By: Robert Lenhard, Covington & Burling LLP
Each year, the Government Accountability Office (GAO) reports on how well lobbyists are complying with the Lobbying Disclosure Act (LDA), based on its audits of their reports and discussions with the U.S. Attorney’s Office for the District of Columbia. This spring’s report provides a useful snapshot of where lobbyists are having the greatest trouble, and what happens to them when they do.
The good news is that the overwhelming majority of lobbyist are getting it right. Compliance exceeded 80% by most measures and enforcement was limited to those who habitually or defiantly refuse to file reports. So while the overall news is good, here are three key take-aways.

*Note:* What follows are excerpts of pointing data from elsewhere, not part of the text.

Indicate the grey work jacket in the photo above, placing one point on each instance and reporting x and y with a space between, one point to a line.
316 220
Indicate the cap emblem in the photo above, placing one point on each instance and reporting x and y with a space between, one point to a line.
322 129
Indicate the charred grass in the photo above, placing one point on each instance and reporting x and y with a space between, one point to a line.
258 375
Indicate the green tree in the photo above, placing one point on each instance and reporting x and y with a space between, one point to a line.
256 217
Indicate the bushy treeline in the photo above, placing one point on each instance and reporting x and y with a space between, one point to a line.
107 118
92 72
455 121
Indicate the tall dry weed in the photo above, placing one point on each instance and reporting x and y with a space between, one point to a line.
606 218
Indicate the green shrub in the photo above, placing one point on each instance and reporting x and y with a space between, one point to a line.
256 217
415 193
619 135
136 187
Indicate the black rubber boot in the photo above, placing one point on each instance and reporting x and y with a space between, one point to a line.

One: Civil and criminal enforcement remains focused on “chronic offenders” who repeatedly fail to file reports. While cases can often be resolved with a late filing or deregistration, the U.S. Attorney’s Office is expected to announce up to five LDA enforcement actions soon. The GAO also notes that a civil settlement of $125,000 last year is the largest ever for noncompliance. So while the Secretary of the Senate and Clerk of the House continue to refer more noncompliant lobbyists to the U.S. Attorney’s Office for potential enforcement, the focus remains on non-filers rather than the quality of disclosure by those who have filed.
Two: Compliance is not as easy as it looks. While only 10% of lobbyist found the reports “somewhat or very difficult” to file, the GAO found that between 10 and 20% of registrants made mistakes in some compliance areas. Another measure of soft compliance: almost 10% of the lobbyist who got an audit letter immediately amend the report at issue. Thus, even those who think they are in close compliance may have missed some things. The most common mistakes include:
- Former Positions. 21% of LD-2 reports may not have properly disclosed a lobbyists’ prior government work. The GAO searches public sources like LinkedIn to review work history to find unreported positions to discuss in the audit. Paid congressional internships and executive branch positions were highlighted by GAO as frequent trouble spots.

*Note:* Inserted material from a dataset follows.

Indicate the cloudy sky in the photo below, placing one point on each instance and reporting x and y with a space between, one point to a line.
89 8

- Missing LD-203 Reports. 15% of registrants failed to file a semi-annual LD-203 report, which is required whether a lobbyist made a covered contribution or not.
- Missing Q1s. 12% of lobbyists who register for a new client then proceeded to miss the first quarterly lobbying disclosure report.

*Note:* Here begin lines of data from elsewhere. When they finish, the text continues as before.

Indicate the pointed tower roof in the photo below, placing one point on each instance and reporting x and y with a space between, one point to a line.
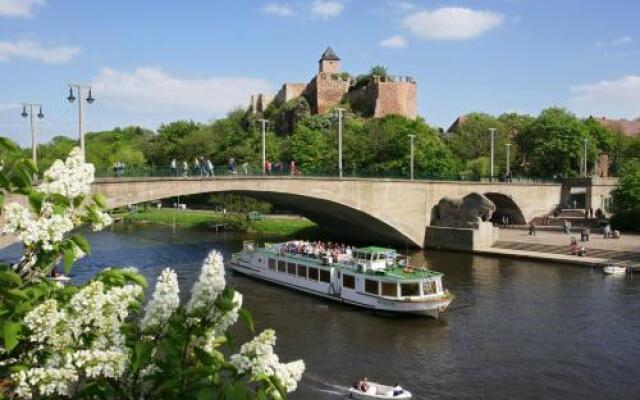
329 54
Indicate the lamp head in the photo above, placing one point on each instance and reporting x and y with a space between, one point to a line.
90 98
71 97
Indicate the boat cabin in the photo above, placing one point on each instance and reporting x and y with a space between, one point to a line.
373 258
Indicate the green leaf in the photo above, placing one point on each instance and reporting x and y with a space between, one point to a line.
82 243
35 200
10 278
69 257
10 332
18 294
247 319
100 200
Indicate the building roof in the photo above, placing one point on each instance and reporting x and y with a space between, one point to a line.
329 54
624 126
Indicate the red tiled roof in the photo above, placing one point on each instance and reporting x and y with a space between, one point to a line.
624 126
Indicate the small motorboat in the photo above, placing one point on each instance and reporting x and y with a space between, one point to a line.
613 268
377 391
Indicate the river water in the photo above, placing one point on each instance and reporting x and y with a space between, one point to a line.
516 330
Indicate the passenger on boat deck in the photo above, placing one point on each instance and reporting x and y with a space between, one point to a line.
397 390
363 385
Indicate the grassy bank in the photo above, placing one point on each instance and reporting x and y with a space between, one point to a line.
208 219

- Rounding. 31% of LD-2 reports did not round to the nearest $10,000. GAO notes that the LD-2 form can be read to request an exact dollar figure, while the statute and Guidance require rounding.
Three: The GAO and the U.S. Attorneys’ Office use social media and the web to cross-check LDA reports and track down non-filers. For example, GAO’s auditors check FEC reports to spot contributions missing from the LD-203 reports and the U.S. Attorney’s Office uses LinkedIn, Lexis/Nexis, Glass Door, Facebook and Sunlight Foundation websites to locate lobbyists who fail to file an LD-203 report after leaving their employer.
LDA compliance remains overall quite good, but even those who think they are doing a good job can find that when tested, their internal data-capture system is not producing accurate reports. While to date, enforcement has focused on those who refuse to comply, attention to these reports has grown over time and they remain a formal filing with the federal government on which a lobbyist represents the accuracy of the information. All of this speaks to the value of a periodic pre-audit review to check up on the way data is being collected and incorporated into the report, and ensure that it is consistent with information that is on the public record.